Inter-annotator agreement was quite high. In the vast majority of cases the annotators agreed upon when the medical record indicated various risk factor indicators were present in the patient history. Additionally, the annotation was done quickly: on average each annotator took only 10 minutes per record, which was faster than all of the trials we performed, but is also substantially faster than other exhaustive type of annotations. For example, the de-identification annotation for this same corpus took, on average, 30 minutes per document (Stubbs, and Uzuner, this issue)

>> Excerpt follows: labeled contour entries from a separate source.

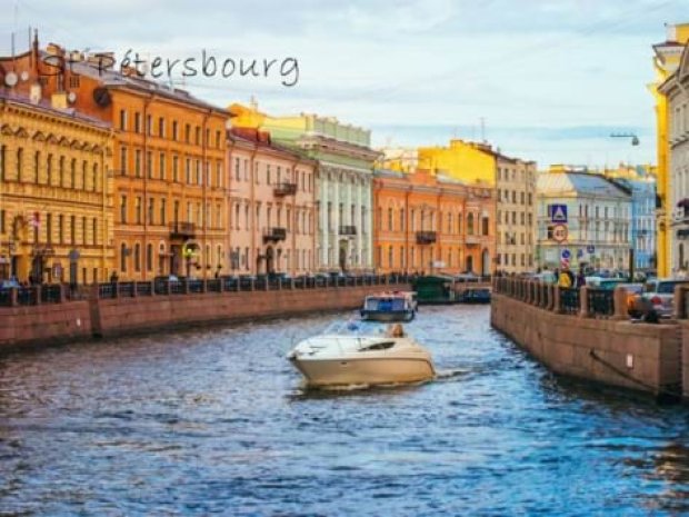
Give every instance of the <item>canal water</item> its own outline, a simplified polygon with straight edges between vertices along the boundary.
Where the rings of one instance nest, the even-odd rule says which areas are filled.
[[[422,308],[439,380],[303,390],[313,316],[0,358],[0,515],[678,515],[689,412],[549,374],[486,307]]]

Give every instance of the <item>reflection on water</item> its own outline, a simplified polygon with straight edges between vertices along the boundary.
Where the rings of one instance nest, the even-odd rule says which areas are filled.
[[[0,358],[0,515],[689,511],[683,407],[555,377],[485,307],[409,325],[435,381],[304,389],[284,356],[333,319]]]

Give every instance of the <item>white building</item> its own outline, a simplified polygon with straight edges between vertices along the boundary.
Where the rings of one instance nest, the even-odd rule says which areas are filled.
[[[539,267],[627,269],[631,247],[631,191],[605,176],[583,171],[546,172],[537,181]],[[566,207],[567,239],[558,242],[551,211]]]

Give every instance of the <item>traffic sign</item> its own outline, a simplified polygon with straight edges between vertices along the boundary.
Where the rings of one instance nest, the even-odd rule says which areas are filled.
[[[548,205],[548,215],[552,222],[567,222],[567,205]]]
[[[556,225],[552,227],[552,240],[556,242],[565,242],[567,235],[567,225]]]

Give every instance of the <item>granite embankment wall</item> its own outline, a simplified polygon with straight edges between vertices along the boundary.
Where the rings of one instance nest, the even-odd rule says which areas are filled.
[[[298,316],[316,311],[356,309],[369,294],[409,289],[407,282],[387,285],[282,288],[221,292],[101,298],[33,306],[0,307],[0,349],[179,328],[204,322]],[[39,294],[40,300],[40,294]]]
[[[558,374],[657,396],[679,396],[689,386],[682,382],[688,334],[679,324],[631,322],[621,288],[569,295],[555,286],[497,279],[491,325]],[[608,298],[607,309],[601,297]]]

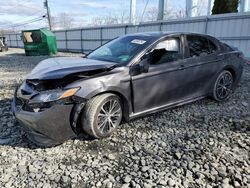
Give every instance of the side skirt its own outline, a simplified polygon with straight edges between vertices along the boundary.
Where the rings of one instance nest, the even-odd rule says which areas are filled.
[[[132,119],[135,119],[135,118],[138,118],[138,117],[141,117],[141,116],[145,116],[145,115],[150,115],[150,114],[153,114],[155,112],[160,112],[160,111],[164,111],[164,110],[171,109],[171,108],[174,108],[174,107],[182,106],[184,104],[188,104],[188,103],[191,103],[191,102],[194,102],[194,101],[198,101],[198,100],[203,99],[205,97],[207,97],[207,95],[194,97],[194,98],[189,98],[189,99],[186,99],[186,100],[169,103],[169,104],[166,104],[166,105],[158,106],[158,107],[151,108],[151,109],[148,109],[148,110],[144,110],[144,111],[141,111],[141,112],[132,113],[129,116],[129,120],[132,120]]]

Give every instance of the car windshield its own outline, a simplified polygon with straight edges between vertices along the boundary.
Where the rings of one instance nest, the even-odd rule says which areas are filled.
[[[97,48],[87,58],[115,63],[128,63],[146,46],[151,44],[153,40],[154,38],[148,35],[119,37]]]

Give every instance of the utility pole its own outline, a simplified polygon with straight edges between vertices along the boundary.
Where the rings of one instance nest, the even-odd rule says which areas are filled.
[[[198,0],[186,0],[186,16],[194,17],[197,16],[198,11]]]
[[[165,14],[165,11],[167,11],[167,7],[168,7],[167,0],[159,0],[157,20],[164,19],[164,14]]]
[[[44,1],[44,8],[47,10],[47,19],[48,19],[49,29],[52,30],[52,27],[51,27],[51,17],[50,17],[50,9],[49,9],[48,0]]]
[[[136,0],[130,0],[130,17],[129,22],[135,24],[136,20]]]

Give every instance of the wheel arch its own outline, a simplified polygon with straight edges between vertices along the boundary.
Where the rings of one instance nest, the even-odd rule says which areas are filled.
[[[89,99],[91,99],[93,97],[96,97],[98,95],[105,94],[105,93],[115,94],[115,95],[117,95],[121,99],[123,119],[125,121],[128,121],[129,120],[129,113],[130,113],[130,103],[129,103],[129,100],[120,91],[117,91],[117,90],[105,90],[105,91],[101,91],[101,92],[98,92],[98,93],[92,95]]]
[[[234,81],[237,79],[236,70],[232,66],[226,66],[223,70],[229,71],[232,74]]]

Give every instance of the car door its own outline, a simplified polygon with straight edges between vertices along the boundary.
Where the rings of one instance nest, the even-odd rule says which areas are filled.
[[[183,65],[183,74],[189,75],[186,83],[186,97],[194,98],[206,95],[213,84],[218,71],[219,46],[202,35],[186,35],[187,58]]]
[[[183,97],[183,37],[168,37],[146,54],[141,59],[148,59],[148,72],[131,76],[134,113],[171,104]]]

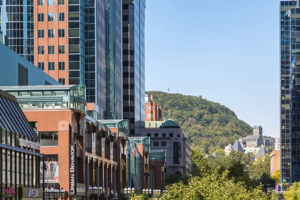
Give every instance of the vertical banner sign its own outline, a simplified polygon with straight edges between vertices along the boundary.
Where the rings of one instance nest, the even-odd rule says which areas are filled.
[[[76,144],[70,144],[69,150],[69,196],[76,196]]]

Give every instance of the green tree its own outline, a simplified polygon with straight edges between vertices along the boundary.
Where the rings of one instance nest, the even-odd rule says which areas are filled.
[[[174,184],[166,188],[162,196],[166,200],[274,200],[274,194],[265,195],[260,187],[248,189],[242,182],[236,182],[228,178],[226,171],[222,174],[216,171],[202,178],[190,176],[188,184]]]

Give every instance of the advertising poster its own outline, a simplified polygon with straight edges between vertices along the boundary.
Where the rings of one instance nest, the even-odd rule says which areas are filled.
[[[57,154],[44,155],[46,170],[43,172],[42,162],[40,166],[40,182],[42,182],[42,173],[45,173],[45,182],[58,182],[58,156]]]

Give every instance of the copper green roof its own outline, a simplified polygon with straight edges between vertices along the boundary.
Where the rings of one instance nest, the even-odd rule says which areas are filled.
[[[172,120],[168,119],[166,121],[164,124],[162,124],[160,126],[160,128],[180,128],[180,126],[178,124],[176,123]]]

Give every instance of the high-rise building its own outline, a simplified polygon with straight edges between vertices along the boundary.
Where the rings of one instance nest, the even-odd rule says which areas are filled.
[[[300,181],[300,7],[298,0],[280,3],[280,176]],[[298,108],[299,107],[299,108]]]
[[[146,0],[122,0],[123,116],[131,136],[144,130]]]
[[[7,36],[8,45],[10,48],[32,63],[34,59],[34,2],[35,4],[38,0],[0,1],[0,34]]]
[[[34,64],[64,84],[85,84],[96,119],[122,116],[121,0],[34,4]]]

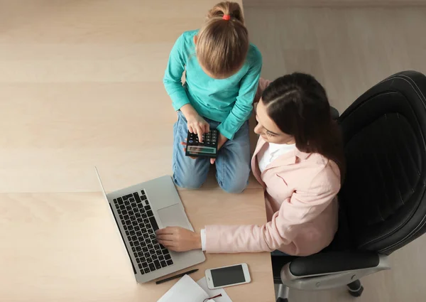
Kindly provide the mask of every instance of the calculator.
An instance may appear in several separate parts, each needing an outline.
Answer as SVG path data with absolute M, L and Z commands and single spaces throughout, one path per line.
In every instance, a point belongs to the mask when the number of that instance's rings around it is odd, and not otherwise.
M 210 132 L 202 135 L 202 143 L 198 140 L 198 135 L 188 131 L 187 139 L 187 156 L 207 156 L 216 158 L 217 156 L 217 129 L 211 129 Z

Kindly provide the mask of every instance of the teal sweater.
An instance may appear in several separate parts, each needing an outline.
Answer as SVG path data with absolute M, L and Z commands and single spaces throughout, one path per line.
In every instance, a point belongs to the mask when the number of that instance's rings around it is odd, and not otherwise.
M 219 122 L 217 129 L 232 139 L 250 117 L 261 75 L 262 56 L 250 45 L 244 65 L 235 75 L 223 80 L 209 77 L 195 54 L 194 36 L 198 31 L 184 33 L 170 53 L 163 82 L 175 110 L 190 104 L 200 115 Z M 182 85 L 182 75 L 185 73 Z

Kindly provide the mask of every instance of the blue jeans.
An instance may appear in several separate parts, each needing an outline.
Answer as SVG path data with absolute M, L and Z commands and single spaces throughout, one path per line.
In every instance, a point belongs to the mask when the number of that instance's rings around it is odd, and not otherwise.
M 216 129 L 218 122 L 204 119 L 210 128 Z M 183 114 L 178 112 L 178 122 L 174 126 L 173 155 L 172 159 L 173 180 L 180 188 L 197 189 L 206 181 L 210 158 L 186 156 L 180 144 L 187 137 L 187 122 Z M 250 141 L 248 122 L 246 122 L 219 150 L 216 158 L 216 179 L 219 185 L 228 193 L 241 193 L 247 186 L 250 175 Z

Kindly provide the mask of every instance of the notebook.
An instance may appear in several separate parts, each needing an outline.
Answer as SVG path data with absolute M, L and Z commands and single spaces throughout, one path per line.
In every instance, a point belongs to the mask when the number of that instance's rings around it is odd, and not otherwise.
M 197 284 L 188 275 L 185 275 L 157 302 L 202 302 L 204 299 L 219 293 L 222 293 L 222 296 L 214 300 L 207 300 L 206 302 L 232 302 L 223 289 L 209 289 L 205 277 L 200 279 Z
M 191 277 L 185 275 L 157 302 L 202 302 L 209 297 Z M 214 300 L 207 301 L 216 302 Z

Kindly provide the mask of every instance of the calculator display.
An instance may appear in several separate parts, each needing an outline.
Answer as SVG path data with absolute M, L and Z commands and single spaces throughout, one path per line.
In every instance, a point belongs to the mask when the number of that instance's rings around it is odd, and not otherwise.
M 201 146 L 188 146 L 188 151 L 191 153 L 204 153 L 214 154 L 216 149 L 212 147 L 204 147 Z

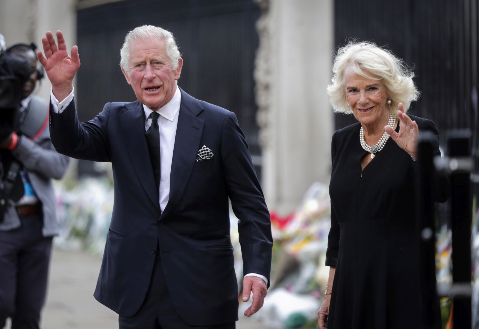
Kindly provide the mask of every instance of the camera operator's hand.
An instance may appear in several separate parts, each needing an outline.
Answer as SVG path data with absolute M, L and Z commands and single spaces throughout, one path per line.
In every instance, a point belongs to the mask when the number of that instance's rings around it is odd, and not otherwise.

The following tables show the distribution of the different risk factors, indicators, and times over the entire corpus of medical records. Each table represents a single risk factor, and each row shows a single indicator for that risk factor (see Table 1 in Section 4). For example, Table 4 shows the distribution of CAD indicators in the corpus, focusing on mentions (i.e., “patient with history of CAD”), events (occurrences that indicate CAD, such as myocardial infarctions), symptoms (such as chest pain consistent with angina), and test results (such as stress tests that reveal ischemia), etc. The columns then show the temporal labels assigned to each indicator split between the training and testing data. As we mentioned in Section 7.4, many “before”, “during”, and “after” annotations resulted from splitting apart the “continuing” judgments from the annotators. “Mentions” and “medications” were most frequently marked as “continuing” and therefore, show similar numbers across all three temporal categories.

Table 4.

Distribution of CAD indicators

Indicator	Before DCT			During DCT			After DCT
	Train	Test	Total	Train	Test	Total	Train	Test	Total
Mention of CAD	260	170	430	261	175	436	259	171	430
Event indicative of CAD	224	129	353	20	9	29	2	1	3
Symptoms indicative of CAD	54	41	95	24	26	50	3	3	6
Test result indicating CAD	66	53	119	13	6	19	0	0	0

Open in a new tab

Table 4 shows that “mention” was the most common indicator for CAD by far, with 430, 436, and 430 records containing before, during, and after annotations respectively. Only “event, before DCT” annotations came close to having the same representation. The presence of more mentions than any other indicator continues with all of the other condition categories (see tables for diabetes, hypertension, hyperlipidemia, obesity). This skewed distribution does make it more difficult to train machine learning algorithms to identify the less well-represented indicators, but represents the realities of the data.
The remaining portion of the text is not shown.